McLaren was among F1's fastest teams during the first week of pre-season testing in Barcelona. But since, the performance of the papaya squad's Mercedes-powered car has gone downhill, a plight that wasn't helped in Bahrain testing by the team's limited running due to brake issues.

Unfortunately, the first two races of the 2022 seasons confirmed McLaren's troubles although a bit of progress was noted last weekend in Jeddah.

"We just don’t have enough performance," conceded Seidl, quoted by

"There is no specific source of error. The car works and we have a good basis, but we simply lack the grip.

"I’m not expecting a miracle. It’s not that easy to get to the level of our competitors.
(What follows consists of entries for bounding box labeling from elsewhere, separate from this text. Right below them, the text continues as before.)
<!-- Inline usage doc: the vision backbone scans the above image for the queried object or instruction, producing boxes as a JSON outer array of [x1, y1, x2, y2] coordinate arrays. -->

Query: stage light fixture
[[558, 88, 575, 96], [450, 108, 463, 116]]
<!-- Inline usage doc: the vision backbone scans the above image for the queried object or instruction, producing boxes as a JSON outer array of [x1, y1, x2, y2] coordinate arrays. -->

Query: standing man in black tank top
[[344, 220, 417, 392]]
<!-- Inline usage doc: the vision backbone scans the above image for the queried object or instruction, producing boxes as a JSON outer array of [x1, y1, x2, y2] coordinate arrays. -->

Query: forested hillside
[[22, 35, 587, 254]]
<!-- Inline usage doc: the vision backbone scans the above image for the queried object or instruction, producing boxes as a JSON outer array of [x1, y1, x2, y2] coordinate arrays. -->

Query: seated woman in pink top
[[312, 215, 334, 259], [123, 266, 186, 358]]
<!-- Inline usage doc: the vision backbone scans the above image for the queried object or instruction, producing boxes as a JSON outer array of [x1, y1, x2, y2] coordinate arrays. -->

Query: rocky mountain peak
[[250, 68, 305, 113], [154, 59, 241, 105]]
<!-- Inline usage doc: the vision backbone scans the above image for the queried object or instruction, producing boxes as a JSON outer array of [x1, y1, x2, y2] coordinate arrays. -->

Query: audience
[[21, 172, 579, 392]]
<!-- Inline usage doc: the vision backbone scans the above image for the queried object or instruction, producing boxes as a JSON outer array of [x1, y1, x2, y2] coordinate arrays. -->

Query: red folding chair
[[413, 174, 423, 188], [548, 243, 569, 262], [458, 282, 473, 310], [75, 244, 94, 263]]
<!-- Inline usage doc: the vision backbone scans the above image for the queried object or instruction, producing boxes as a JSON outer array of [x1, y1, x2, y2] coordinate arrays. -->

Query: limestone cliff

It will take time and we have to be patient."

The crux of the matter appears to the MCL36's significant lack of downforce, a problem perhaps compounded by the Mercedes engine's loss apparent loss of forcefulness over the winter which, if true, would preclude McLaren from running higher wing levels.

Asked in Jeddah if McLaren's car was also being weighed down by its Mercedes power unit, Seidl was evasive.

But the McLaren F1 boss is also hopeful that the Woking-based outfit's development programme will help the team turn around its fortunes.

"We know that we have fundamental problems with the performance of our car," he said. "That’s our focus at the moment.

"Development has been very good over the past three years. The sun has been shining for the team all the time. Now this is the test for us as to whether we can deal with such a situation.

"We are fully focused on getting as much performance as possible out of the MCL36," he added.

"We continue with all the upgrades that were already planned in advance. In this way we can possibly achieve short-term improvements.

"At the same time we are making a major analysis of our entire aerodynamic concept."